17 novembre 2009

LE MYSTÈRE DU CHIFFRE ou la mal-mesure des faits télévisuels

"Tous les chiens, quand ils sont dans l'embarras, se mettent à bailler"

Pourquoi perdre son temps et son énergie à enquêter sur les publics de la culture puisque d’emblée, cette activité, qu’elle soit ou non qualifiable de scientifique, relève de la gageure ? Certes, lorsqu’on observe les statistiques sur les pratiques culturelles produites en direction et souvent à la demande des pouvoirs publics, on admet assez aisément que ces dernières définissent une sorte d’espace mental de la justification, utile pour assister et nourrir – du moins aime-t-on le croire – décision et réflexion politiques en matière de culture.
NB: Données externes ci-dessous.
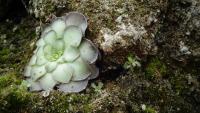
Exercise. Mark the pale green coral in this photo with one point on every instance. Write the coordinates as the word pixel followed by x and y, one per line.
pixel 62 58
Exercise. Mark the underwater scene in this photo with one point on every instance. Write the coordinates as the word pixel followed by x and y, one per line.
pixel 99 56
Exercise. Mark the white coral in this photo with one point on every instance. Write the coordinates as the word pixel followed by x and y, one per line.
pixel 62 58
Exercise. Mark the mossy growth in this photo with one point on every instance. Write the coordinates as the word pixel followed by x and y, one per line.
pixel 4 55
pixel 155 68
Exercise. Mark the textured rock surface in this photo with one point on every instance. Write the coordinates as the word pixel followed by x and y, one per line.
pixel 164 34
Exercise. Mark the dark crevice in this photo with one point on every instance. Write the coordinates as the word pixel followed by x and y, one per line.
pixel 13 10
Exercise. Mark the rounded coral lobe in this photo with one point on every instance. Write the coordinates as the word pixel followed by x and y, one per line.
pixel 63 59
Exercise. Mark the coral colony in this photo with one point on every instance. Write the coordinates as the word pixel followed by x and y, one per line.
pixel 63 58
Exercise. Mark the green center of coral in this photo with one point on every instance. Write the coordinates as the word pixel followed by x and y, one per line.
pixel 55 54
pixel 55 51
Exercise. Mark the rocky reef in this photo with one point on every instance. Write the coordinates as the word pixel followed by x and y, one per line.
pixel 158 40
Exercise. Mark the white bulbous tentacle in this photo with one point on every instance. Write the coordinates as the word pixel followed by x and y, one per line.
pixel 63 73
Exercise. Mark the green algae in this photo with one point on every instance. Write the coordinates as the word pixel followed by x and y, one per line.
pixel 155 68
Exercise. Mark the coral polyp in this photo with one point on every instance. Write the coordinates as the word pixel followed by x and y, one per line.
pixel 63 58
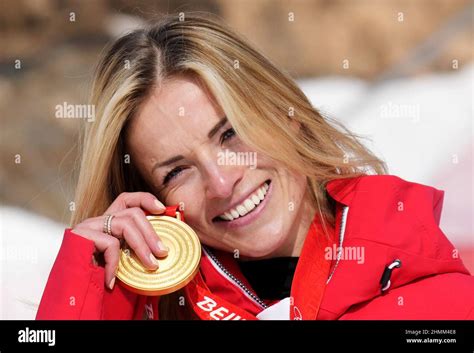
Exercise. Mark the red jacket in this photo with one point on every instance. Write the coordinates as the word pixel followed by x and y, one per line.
pixel 386 216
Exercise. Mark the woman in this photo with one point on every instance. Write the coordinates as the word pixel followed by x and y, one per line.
pixel 311 229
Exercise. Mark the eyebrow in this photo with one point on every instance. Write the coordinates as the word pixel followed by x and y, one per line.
pixel 177 158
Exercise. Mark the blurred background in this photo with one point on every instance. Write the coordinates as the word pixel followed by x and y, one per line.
pixel 399 72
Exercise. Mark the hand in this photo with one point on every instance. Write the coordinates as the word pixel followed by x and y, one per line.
pixel 130 224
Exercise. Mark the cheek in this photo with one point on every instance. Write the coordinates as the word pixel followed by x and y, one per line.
pixel 190 198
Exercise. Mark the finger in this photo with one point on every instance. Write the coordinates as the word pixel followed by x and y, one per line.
pixel 137 215
pixel 144 200
pixel 123 227
pixel 109 246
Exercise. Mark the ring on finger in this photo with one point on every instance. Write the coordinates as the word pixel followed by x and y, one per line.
pixel 107 229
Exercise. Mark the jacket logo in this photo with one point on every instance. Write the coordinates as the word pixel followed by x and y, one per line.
pixel 217 313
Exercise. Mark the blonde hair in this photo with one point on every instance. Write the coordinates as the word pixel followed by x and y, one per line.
pixel 260 101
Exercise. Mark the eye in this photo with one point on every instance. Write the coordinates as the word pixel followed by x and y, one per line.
pixel 228 134
pixel 172 174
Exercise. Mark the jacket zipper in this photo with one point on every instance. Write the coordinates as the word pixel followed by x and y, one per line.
pixel 235 280
pixel 342 230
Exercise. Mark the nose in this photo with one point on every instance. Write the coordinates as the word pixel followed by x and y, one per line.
pixel 220 180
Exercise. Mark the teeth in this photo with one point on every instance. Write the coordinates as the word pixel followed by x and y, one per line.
pixel 246 206
pixel 255 199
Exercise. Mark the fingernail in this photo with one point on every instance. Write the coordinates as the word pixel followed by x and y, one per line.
pixel 154 260
pixel 159 205
pixel 162 246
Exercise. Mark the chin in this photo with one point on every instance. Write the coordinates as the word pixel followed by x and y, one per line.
pixel 262 249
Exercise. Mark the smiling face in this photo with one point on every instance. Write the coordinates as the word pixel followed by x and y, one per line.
pixel 233 197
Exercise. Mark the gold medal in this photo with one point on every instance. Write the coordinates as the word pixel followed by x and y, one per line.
pixel 174 271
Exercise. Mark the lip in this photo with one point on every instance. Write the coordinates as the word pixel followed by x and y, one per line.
pixel 251 216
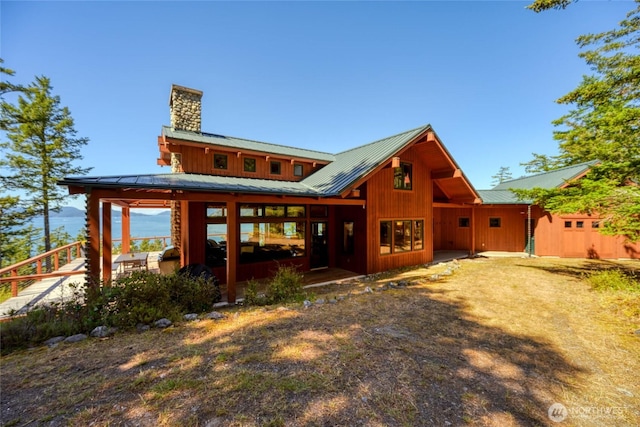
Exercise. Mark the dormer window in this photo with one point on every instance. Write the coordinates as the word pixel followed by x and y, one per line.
pixel 403 177
pixel 220 161
pixel 249 164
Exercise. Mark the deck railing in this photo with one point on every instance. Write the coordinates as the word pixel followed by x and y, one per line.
pixel 30 270
pixel 25 273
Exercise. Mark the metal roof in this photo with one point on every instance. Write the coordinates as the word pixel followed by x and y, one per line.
pixel 246 144
pixel 354 164
pixel 552 179
pixel 195 182
pixel 500 197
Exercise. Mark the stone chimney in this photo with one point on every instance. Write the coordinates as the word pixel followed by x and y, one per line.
pixel 185 107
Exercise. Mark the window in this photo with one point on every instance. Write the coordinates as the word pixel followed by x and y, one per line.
pixel 220 161
pixel 216 211
pixel 347 239
pixel 385 237
pixel 275 168
pixel 249 164
pixel 402 177
pixel 401 236
pixel 296 212
pixel 269 241
pixel 319 211
pixel 418 234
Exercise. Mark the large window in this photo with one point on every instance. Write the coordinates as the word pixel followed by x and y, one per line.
pixel 400 236
pixel 403 177
pixel 272 232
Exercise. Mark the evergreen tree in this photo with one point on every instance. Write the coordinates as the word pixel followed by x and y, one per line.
pixel 504 174
pixel 41 149
pixel 603 125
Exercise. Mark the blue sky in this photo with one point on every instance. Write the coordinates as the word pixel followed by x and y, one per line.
pixel 326 76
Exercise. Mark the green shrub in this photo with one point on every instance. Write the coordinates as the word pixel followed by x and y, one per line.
pixel 285 286
pixel 614 280
pixel 143 297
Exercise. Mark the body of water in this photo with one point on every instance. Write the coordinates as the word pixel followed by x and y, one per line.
pixel 141 225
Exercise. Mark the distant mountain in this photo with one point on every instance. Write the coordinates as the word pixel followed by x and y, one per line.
pixel 71 212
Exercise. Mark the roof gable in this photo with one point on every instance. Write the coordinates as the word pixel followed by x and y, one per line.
pixel 552 179
pixel 355 164
pixel 241 144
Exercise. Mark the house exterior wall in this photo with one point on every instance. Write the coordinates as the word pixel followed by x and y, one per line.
pixel 201 160
pixel 575 236
pixel 448 233
pixel 509 236
pixel 386 203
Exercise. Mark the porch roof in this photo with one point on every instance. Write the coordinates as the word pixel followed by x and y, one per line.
pixel 552 179
pixel 195 182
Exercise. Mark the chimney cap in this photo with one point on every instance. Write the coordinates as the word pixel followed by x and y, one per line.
pixel 178 88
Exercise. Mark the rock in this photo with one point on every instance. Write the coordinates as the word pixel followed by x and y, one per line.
pixel 162 323
pixel 102 331
pixel 52 342
pixel 215 315
pixel 75 338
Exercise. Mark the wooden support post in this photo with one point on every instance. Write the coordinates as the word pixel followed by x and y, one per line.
pixel 233 242
pixel 126 230
pixel 107 246
pixel 93 241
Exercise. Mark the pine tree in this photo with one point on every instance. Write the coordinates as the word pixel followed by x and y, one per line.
pixel 504 174
pixel 41 149
pixel 603 125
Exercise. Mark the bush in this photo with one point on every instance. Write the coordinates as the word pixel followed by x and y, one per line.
pixel 285 286
pixel 143 297
pixel 614 280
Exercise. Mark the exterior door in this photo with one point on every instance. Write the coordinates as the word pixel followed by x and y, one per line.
pixel 319 245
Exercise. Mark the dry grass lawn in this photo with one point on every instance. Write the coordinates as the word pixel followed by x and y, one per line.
pixel 495 344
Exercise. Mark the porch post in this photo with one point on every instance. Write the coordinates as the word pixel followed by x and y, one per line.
pixel 92 251
pixel 126 230
pixel 233 240
pixel 106 243
pixel 472 252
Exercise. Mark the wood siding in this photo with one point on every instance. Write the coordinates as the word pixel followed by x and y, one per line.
pixel 553 238
pixel 200 160
pixel 447 232
pixel 510 236
pixel 386 203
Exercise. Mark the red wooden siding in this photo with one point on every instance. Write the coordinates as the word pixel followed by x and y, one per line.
pixel 511 234
pixel 447 233
pixel 554 239
pixel 200 160
pixel 386 203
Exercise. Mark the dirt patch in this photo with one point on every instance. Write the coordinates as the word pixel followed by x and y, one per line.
pixel 496 343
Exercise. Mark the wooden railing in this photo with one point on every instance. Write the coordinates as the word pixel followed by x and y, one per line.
pixel 11 273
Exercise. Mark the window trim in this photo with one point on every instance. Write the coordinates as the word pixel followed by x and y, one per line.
pixel 391 238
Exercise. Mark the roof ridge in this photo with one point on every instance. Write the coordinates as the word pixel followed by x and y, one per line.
pixel 383 139
pixel 551 171
pixel 249 140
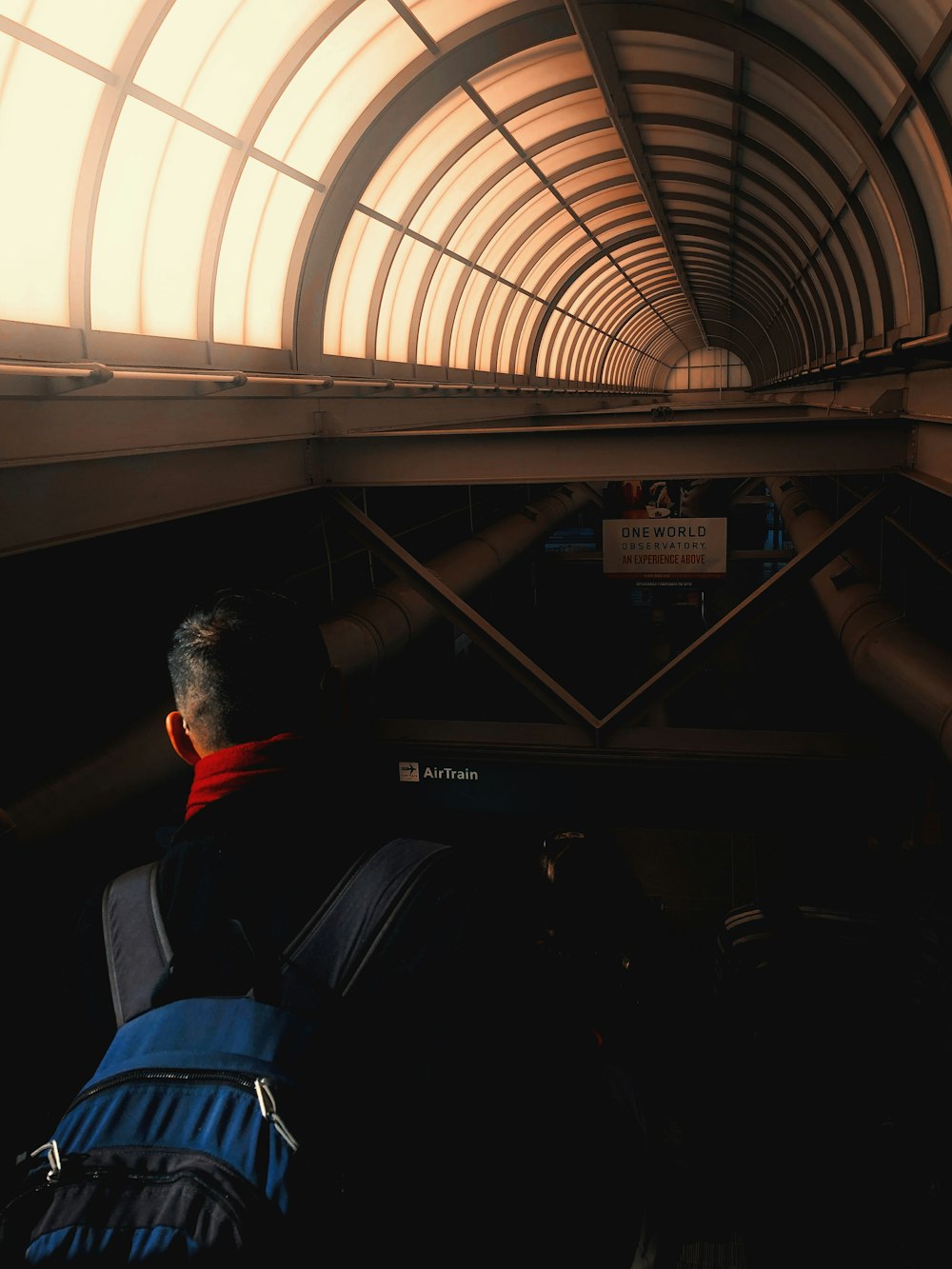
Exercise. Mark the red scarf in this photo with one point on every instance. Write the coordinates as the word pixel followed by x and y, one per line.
pixel 228 770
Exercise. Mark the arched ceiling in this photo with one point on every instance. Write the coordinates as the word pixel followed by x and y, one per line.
pixel 526 193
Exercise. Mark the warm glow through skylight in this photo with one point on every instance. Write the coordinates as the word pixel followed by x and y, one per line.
pixel 46 110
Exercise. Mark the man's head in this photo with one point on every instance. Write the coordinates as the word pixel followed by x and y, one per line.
pixel 244 667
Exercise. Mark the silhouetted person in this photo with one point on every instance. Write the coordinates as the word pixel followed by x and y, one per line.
pixel 475 1120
Il est vrai que les chiffres, lorsqu’ils nous sont servis sous forme de pourcentages fiables pourvus d’une marge d’erreur minime, ont tout pour flatter notre réalisme scientifique en nous aidant de surcroît à traiter, à l’instar du sociologue Émile Durkheim, les faits sociaux comme des choses.

Par le chiffre, tout se compare avec n’importe quoi puisque la mesure, exerce, dans son énoncé même, un pouvoir de fascination où l’illusion d’une pseudo découverte s’amalgame au vertige d’appartenir au monde qu’elle est censée décrire: «Vingt-huit millions de francs, c’est ce que coûte à la France l’avion de combat Rafale, chaque jour qui passe. Le nombre de romans que nous achetons toutes les 24 heures [nous français] : 245 249 alors que dans le même temps, naissent 2 010 bébés et 2 000 chiots » . Outre qu’ils tentent des rapprochements qui nous laissent songer que le chiot a quelque chose de plus « rare » que le bébé, ces chiffres présentés tels quels dans l’éditorial d’un numéro «spécial 25 ans» de l’hebdomadaire Le Point consacrent là une véritable unité esthétique d’un tout mesurable, offert sans autre espèce de précaution.

Les chiffres se succèdent les uns aux autres pour nous apprendre quoi ? Qu’en un dimanche, sur les six chaînes hertziennes confondues, la télé diffuse dans l’ensemble de ses téléfilms 126 meurtres, 142 fusillades et 153 bagarres. Que faut-il déduire de ces chiffres-là ? Qu’il nous est presque statistiquement impossible de ne pas tomber sur une scène de violence lorsque l’on allume le petit écran ? Que la fusillade de L’homme qui tua Liberty Valance ou que le meurtre de l’Inconnu du Nord-Express valent autant, ou aussi peu, que n’importe quelle fusillade ou n’importe quel meurtre mis en scène dans les fictions à bon marché de M6 ? Que l’imagination des scénaristes est de plus en plus restreinte ? Que le dictat de l’audimat fonctionne à plein régime ? Que, placés juste à côté de l’information qui nous dit que la télévision est allumée en moyenne 5h10 par jour et par foyer, ces chiffres de la violence permettent d’imaginer le téléspectateur français sous les traits d’une brute sanguinaire potentielle dont on admettra facilement qu’il puisse un jour passer lui-même à l’acte ? Bien entendu, le Point se garde bien de se demander comment fonctionne la prise de distance de l’individu face à la fiction audiovisuelle ou romanesque. À quoi bon d’ailleurs ? L’on préfère dépeindre le téléspectateur en chiffe molle décervelée et déresponsabilisée – le fait même de regarder la télévision est un indice de sa pauvre condition spectatorielle tellement évidente – pour régler, en bons iconoclastes modernes, leur compte aux images de fiction. L’on commandite une étude rapide au Centre National de la Cinématographie sur les jeunes et le cinéma de violence et de sexe, l’on se garde bien d’aller trop loin dans la définition du genre - « cinéma de violence et de sexe » - ou de la catégorie - « jeune » - , et l’on barde hâtivement les fictions télévisuelles d’une signalétique d’avertissement par tranches d'âge ce qui présente l’avantage paradoxal de baliser très sûrement les attentes de « ses » publics . Qu’importe, la législation a fait mine de tenir compte du chiffre : la signalétique télévisuelle labélise ses fictions comme le drapeau sur la plage tente, pour sa part, d’annoncer l’état de la mer en vue d’une éventuelle baignade.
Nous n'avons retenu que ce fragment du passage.